KOMPAS.com - Bagi pelaku usaha mikro kecil dan menengah (UMKM), inovasi produk adalah keniscayaan. Selain kunci untuk bersaing, inovasi merupakan langkah penting agar produk lokal tetap relevan dengan kebutuhan pasar.
Terlebih, di tengah ketidakpastian kondisi ekonomi akibat pandemi Covid-19. Karenanya, pelaku UMKM harus mampu beradaptasi dan menyesuaikan diri dengan perilaku konsumen yang dinamis.

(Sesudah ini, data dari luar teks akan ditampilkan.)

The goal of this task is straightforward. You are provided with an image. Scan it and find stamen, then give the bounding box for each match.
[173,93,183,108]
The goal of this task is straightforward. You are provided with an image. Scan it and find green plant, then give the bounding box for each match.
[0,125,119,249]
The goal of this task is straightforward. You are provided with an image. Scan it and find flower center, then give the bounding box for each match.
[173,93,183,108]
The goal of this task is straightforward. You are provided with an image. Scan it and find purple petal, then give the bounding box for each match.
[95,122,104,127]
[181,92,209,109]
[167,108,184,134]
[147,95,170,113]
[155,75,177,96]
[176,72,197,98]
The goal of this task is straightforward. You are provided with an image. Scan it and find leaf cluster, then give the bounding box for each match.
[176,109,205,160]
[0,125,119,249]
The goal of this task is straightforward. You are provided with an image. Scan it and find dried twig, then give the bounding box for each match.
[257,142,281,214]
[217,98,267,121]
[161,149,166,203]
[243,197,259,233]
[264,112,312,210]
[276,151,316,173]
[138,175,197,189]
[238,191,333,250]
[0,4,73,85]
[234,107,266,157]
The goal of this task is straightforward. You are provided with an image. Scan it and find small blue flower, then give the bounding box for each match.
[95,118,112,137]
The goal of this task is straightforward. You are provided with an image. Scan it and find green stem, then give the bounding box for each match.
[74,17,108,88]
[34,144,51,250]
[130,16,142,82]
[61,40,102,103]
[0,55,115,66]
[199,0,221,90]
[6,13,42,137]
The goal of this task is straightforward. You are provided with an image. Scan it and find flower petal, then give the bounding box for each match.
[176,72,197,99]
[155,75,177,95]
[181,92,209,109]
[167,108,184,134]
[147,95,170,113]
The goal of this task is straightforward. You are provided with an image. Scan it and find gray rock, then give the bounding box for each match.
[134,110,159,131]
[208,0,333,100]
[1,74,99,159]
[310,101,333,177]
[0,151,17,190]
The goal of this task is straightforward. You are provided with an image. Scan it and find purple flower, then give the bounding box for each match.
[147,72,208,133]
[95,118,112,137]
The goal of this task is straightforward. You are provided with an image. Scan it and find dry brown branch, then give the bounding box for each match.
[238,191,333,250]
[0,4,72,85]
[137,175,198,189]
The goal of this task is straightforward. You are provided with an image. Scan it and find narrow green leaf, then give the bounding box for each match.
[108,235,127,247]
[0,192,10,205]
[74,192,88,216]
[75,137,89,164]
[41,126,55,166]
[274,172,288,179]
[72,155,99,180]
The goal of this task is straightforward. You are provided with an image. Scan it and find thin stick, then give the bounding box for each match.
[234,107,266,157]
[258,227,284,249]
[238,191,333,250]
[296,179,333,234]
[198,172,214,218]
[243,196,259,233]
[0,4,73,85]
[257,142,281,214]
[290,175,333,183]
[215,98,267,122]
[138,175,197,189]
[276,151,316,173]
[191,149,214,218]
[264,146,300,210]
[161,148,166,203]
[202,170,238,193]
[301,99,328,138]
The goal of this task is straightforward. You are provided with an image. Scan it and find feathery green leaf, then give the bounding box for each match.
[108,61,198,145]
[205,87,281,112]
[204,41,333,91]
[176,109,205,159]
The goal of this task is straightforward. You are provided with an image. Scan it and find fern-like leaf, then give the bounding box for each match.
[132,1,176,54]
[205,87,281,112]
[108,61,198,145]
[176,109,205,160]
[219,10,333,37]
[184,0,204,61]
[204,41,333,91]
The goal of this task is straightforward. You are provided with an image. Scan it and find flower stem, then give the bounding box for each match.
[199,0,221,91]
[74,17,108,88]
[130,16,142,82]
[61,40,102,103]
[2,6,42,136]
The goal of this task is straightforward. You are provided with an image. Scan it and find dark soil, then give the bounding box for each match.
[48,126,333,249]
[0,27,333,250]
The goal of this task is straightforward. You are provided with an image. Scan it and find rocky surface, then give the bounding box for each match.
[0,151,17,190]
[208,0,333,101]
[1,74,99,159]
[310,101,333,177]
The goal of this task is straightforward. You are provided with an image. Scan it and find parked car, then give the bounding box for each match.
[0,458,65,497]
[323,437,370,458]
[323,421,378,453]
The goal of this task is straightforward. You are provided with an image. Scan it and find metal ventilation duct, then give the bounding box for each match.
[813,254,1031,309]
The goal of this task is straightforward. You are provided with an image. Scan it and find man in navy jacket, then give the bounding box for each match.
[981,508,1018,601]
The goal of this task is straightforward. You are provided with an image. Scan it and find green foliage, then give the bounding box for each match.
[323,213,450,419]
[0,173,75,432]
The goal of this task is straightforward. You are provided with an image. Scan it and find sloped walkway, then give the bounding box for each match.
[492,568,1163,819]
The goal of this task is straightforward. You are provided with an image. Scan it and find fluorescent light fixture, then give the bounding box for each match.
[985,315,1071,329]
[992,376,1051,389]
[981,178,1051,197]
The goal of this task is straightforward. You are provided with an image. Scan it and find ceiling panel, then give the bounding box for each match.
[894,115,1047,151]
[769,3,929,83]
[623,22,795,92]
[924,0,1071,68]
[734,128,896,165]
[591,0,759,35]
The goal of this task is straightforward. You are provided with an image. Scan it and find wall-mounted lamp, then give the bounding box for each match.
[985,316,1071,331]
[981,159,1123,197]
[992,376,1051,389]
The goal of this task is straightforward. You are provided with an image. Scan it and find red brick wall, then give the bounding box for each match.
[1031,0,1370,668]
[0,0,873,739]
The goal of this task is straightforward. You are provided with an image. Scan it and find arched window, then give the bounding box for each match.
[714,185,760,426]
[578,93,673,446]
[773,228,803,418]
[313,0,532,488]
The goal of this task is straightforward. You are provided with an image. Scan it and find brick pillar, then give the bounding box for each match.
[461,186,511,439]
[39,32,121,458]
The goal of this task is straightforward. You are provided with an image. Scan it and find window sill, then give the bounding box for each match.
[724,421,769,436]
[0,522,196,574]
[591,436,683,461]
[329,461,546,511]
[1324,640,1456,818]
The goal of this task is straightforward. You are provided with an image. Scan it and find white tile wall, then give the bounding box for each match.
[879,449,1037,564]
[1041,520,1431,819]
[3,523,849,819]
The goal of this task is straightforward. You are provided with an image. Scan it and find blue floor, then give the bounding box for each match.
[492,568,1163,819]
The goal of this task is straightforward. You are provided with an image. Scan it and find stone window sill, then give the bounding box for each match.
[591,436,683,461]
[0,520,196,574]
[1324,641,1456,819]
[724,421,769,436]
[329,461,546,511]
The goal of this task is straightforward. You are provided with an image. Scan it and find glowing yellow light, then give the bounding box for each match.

Hal tersebut pun disadari oleh sejumlah pemilik brand lokal asal Yogyakarta. Salah satunya adalah founder Bakpiapia, Rasuna.
Rasuna mengatakan, meski bakpia identik sebagai penganan klasik tradisional, bukan berarti kudapan ini tak dapat dikembangkan sesuai tren dan keinginan pasar.
“Di Yogyakarta, saya melihat bakpia memiliki potensi pasar yang cukup apik. Karena itu, kami coba berinovasi memproduksi produk bakpia yang berbeda dengan bakpia lain,” ujar Rasuna dalam keterangan resmi yang diterima Kompas.com, Jumat (24/9/2021).
Untuk diketahui, bakpia adalah penganan khas Yogyakarta hasil akulturasi dengan budaya China. Kue berbahan tepung terigu yang dipanggang dengan isian kacang hijau ini sejak lama menjadi buah tangan andalan wisatawan yang berkunjung ke Yogyakarta.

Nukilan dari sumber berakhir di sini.